Reinforcement of Recycled Aggregate by Microbial-Induced Mineralization and Deposition of Calcium Carbonate—Influencing Factors, Mechanism and Effect of Reinforcement

• Published in: Crystals (Basel) Vol. 11; no. 8; p. 887
• Main Authors: Feng, Chunhua, Cui, Buwen, Ge, Haidong, Huang, Yihong, Zhang, Wenyan, Zhu, Jianping
• Format: Journal Article
• Language: English
• Published: Basel MDPI AG 01.08.2021
• Subjects: Aggregates; Bacteria; biomineralization; Building construction; Calcium carbonate; Cement; Concrete; Construction materials; Deposition; Energy consumption; Global economy; Mechanical properties; Metabolism; Microorganisms; Mineralization; Mortars (material); recycled aggregate; recycled concrete; Recycling; Reinforcement; Respiration; Soil permeability; Strengthening; sustainability; Sustainable development; Water absorption; China
• ISSN: 2073-4352; 2073-4352
• DOI: 10.3390/cryst11080887

Recycled aggregate is aggregate prepared from construction waste. With the development of a global economy and people’s attention to sustainable development, recycled aggregate has shown advantages in replacing natural aggregate in the production of concrete due to its environmental friendliness, low energy consumption, and low cost.

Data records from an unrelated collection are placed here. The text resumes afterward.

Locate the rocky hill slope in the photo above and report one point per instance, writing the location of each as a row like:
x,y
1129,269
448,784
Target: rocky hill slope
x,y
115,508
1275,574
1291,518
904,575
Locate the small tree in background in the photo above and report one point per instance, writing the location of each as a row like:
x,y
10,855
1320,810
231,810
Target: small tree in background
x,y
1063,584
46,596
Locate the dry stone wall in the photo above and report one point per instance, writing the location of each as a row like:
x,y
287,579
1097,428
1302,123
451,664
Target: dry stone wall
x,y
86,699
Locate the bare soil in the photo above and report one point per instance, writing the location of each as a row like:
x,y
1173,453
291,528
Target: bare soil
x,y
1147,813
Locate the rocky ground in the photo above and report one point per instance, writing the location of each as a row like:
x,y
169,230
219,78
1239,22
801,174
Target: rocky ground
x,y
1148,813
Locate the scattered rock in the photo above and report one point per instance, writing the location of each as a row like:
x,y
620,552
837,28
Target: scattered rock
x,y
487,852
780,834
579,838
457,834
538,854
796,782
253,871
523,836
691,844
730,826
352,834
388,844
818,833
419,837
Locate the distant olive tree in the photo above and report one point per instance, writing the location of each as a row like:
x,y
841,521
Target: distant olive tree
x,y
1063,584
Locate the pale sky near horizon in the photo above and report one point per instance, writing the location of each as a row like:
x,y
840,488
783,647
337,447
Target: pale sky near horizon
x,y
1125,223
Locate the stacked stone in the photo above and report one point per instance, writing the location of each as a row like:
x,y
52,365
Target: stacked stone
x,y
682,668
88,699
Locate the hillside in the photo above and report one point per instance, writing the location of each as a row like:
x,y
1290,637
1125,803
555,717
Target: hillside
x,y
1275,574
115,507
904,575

Recycled aggregate exhibits high water absorption and a multi-interface transition zone, which limits its application scope. Researchers have used various methods to improve the properties of recycled aggregate, such as microbially induced calcium carbonate precipitation (MICP) technology. In this paper, the results of recent studies on the reinforcement of recycled aggregate by MICP technology are synthesized, and the factors affecting the strengthening effect of recycled aggregate are reviewed. Moreover, the strengthening mechanism, advantages and disadvantages of MICP technology are summarized. After the modified treatment, the aggregate performance is significantly improved. Regardless of whether the aggregate was used in mortar or concrete, the mechanical properties of the specimens were clearly improved. However, there are some issues regarding the application of MICP technology, such as the use of an expensive culture medium, a long modification cycle, and untargeted mineralization deposition. These difficulties need to be overcome in the future for the industrialization of regenerated aggregate materials via MICP technology.